Vuelvo a la cama y me acomodo sobre las almohadas. En la desazón con frecuencia vuelven las preguntas. Cuestiones se agrupan en mi cabeza, pensamientos entreverados que no me ayudan, solo tejen hipótesis, alarmas falsas. En serio trato de buscarle sentido a mi secuestro, pero no hallo ninguna conexión entre la mafia rusa y mi familia. La incertidumbre me bambolea, es un columpio que avanza y retrocede, no sé nada sobre estos tipos. Pero... ¿qué información conocen de nosotros? 

No puedo tomarlo con sapiencia, debo esclarecer las causas, algo que apunte a la razón. ¿Y si no existen motivos? ¿Qué pasa si realmente no soy yo la que debe de estar aquí? 

Retuerso las manos varada en la angustia que no se va, peor aún aparece con mayor ahínco, y vuelvo a fingir que duermo al sentir la llegada de una persona. 

Los pasos estremecen la madera, a mí, solo parpadeo al notar que no es un hombre, que no es el lobo. Para sorpresa mía, se trata de una mujer de baja estatura, joven, de apariencia suave. Trae en sus manos un montón de... ¿Frazada dobladas? Eso parece. 
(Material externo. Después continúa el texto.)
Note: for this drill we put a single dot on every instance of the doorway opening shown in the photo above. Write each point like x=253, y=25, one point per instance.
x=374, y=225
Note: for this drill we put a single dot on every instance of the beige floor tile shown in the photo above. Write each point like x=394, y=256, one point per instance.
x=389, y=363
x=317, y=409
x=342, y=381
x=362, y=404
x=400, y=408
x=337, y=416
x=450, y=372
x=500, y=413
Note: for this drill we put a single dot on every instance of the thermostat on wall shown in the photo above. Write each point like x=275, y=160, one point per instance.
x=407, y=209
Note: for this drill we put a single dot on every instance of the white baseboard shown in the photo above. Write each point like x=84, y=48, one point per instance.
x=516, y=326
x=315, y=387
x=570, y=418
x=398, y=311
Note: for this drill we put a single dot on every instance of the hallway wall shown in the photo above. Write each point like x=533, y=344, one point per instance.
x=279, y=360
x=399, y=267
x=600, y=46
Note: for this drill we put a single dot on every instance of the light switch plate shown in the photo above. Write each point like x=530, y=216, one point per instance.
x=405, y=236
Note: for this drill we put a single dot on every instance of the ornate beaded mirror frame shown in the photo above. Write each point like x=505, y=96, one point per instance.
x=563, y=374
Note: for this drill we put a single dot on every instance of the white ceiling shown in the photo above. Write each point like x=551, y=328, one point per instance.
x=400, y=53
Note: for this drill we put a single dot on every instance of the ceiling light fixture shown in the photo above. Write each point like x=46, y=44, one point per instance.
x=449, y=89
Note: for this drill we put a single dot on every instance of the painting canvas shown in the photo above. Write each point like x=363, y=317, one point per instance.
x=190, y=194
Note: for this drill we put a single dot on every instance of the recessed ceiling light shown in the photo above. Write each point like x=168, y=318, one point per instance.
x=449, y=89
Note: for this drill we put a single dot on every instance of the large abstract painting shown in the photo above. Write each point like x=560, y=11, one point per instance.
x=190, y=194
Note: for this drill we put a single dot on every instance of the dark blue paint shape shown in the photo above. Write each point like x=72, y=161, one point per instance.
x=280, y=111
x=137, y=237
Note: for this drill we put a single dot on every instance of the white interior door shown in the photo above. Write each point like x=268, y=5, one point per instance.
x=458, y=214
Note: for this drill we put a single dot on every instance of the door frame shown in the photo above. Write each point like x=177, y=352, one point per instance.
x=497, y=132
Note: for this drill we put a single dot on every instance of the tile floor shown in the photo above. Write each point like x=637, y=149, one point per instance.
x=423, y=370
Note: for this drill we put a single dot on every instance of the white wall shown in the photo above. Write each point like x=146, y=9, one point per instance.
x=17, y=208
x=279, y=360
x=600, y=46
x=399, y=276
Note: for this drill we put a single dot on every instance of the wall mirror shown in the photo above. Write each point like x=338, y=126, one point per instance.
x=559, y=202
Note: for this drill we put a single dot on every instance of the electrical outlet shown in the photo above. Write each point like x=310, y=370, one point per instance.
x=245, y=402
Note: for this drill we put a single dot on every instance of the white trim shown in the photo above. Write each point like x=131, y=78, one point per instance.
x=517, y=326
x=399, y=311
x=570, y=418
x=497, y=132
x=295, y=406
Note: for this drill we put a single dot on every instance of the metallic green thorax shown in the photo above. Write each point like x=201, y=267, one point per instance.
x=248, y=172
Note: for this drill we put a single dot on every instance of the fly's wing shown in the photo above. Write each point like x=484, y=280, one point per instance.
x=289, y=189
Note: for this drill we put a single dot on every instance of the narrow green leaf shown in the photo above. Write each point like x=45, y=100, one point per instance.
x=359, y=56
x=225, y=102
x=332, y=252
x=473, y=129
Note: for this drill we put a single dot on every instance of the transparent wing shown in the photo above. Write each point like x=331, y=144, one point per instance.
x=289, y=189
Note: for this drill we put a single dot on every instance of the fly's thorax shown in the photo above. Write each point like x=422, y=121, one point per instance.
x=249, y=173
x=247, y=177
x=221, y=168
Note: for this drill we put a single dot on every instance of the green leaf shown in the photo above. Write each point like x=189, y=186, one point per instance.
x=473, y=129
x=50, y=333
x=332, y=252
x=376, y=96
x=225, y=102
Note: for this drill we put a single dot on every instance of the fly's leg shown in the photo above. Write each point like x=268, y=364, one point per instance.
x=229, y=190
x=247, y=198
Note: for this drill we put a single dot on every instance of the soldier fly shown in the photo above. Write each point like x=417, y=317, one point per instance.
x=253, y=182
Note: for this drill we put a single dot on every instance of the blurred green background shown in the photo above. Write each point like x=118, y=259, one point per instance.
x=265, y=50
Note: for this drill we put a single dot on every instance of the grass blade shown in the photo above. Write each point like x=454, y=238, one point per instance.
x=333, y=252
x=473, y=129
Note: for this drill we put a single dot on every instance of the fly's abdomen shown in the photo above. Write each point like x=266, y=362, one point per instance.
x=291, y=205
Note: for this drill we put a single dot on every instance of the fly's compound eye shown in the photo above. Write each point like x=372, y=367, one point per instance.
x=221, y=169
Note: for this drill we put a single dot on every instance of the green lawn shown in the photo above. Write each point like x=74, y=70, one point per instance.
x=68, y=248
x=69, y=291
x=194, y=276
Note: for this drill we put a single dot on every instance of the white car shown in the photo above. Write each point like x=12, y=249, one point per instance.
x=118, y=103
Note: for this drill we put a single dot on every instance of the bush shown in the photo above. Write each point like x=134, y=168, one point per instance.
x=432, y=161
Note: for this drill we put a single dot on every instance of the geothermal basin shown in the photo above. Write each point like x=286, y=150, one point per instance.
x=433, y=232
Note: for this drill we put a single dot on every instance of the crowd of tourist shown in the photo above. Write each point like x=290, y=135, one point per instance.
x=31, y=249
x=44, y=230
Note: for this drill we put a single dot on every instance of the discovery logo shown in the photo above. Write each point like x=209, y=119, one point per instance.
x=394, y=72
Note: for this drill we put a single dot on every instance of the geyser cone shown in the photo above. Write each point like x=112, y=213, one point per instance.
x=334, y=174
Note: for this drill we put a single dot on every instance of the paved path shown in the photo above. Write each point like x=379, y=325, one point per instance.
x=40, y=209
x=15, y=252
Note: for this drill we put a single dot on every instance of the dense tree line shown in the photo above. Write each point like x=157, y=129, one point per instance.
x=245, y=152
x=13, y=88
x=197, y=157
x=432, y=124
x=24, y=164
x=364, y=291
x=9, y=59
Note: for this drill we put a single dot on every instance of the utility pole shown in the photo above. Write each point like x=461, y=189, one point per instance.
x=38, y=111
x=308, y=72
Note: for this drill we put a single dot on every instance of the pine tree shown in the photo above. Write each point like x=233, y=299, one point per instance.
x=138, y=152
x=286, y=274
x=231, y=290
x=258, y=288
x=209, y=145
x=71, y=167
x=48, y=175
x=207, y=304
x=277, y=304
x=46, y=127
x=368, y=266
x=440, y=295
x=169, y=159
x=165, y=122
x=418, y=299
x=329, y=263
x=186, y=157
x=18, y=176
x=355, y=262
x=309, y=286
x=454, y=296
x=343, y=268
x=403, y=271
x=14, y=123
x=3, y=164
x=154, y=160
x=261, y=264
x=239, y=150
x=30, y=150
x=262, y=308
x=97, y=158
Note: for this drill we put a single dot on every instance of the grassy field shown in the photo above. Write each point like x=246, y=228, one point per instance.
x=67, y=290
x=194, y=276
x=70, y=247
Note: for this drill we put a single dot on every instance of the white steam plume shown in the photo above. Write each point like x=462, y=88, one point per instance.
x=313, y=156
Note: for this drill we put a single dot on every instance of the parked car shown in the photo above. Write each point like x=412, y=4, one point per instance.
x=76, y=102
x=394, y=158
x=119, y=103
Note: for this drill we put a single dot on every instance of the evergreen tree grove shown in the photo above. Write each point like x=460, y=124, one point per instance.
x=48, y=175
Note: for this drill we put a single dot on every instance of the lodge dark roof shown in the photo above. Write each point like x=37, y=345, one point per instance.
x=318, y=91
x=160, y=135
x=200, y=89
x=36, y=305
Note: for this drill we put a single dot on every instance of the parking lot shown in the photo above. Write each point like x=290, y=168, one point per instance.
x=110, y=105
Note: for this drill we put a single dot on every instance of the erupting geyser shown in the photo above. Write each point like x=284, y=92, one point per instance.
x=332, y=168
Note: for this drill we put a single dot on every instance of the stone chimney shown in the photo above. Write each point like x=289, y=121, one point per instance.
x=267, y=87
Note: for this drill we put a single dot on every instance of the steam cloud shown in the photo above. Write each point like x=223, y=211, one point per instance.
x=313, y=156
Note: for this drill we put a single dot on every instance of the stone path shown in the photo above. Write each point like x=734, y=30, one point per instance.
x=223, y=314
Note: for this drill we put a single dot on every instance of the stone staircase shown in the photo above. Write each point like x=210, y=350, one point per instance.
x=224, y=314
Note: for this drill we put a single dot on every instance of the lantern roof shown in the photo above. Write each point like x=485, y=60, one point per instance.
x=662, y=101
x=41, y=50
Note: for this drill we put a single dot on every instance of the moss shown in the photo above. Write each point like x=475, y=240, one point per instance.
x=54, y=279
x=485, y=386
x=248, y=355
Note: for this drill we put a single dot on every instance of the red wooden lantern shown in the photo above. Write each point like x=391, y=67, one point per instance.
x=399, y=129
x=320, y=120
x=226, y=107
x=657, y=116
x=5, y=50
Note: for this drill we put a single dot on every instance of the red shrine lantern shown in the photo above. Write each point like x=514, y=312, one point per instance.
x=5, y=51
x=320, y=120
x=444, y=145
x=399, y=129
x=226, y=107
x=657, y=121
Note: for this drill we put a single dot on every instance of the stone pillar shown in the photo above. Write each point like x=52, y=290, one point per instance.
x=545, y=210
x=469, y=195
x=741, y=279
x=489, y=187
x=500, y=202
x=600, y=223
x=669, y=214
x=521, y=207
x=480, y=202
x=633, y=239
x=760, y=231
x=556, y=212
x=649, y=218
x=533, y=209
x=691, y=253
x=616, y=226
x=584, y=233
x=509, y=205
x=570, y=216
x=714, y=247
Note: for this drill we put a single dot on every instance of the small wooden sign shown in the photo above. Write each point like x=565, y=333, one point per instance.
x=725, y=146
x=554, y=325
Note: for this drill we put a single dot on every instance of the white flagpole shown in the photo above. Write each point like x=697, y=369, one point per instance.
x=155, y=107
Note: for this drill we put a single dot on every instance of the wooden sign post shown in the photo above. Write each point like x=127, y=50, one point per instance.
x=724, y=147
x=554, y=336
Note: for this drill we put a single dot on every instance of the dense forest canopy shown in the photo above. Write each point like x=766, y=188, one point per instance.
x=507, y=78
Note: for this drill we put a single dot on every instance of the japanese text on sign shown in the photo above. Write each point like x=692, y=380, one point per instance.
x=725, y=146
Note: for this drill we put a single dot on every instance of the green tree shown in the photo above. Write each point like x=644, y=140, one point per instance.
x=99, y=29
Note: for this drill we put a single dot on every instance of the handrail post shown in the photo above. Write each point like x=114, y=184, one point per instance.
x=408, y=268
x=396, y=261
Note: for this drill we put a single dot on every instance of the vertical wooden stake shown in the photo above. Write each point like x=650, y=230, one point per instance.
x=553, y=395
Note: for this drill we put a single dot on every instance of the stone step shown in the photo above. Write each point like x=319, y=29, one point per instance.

Desconozco cómo actuar frente a ella, pero me transmite confianza, por lo que me veo animada a entablar una conversa, al menos empiezo con un saludo.

—Hola, me llamo Luna Miller —me presento. Apenas me sonríe y me pregunto si habrá entendido mis palabras —. No me has entendido, ¿no es cierto? 

—Priviet —corresponde con una afable sonrisa —. Soy Alena, solo vengo a dejar esto en lugar de mi compañera, y sí, manejo un poco el idioma tuyo. 

—Oye...

—Por favor, no intentes conversar conmigo, mira que estoy bastante ocupada y tengo terminantemente prohibido hablar con usted.

—No es mi intención perjudicarte, pero si pudieras ayudarme a salir, soy inocente, no hice nada malo para estar aquí encerrada —susurro desesperada. 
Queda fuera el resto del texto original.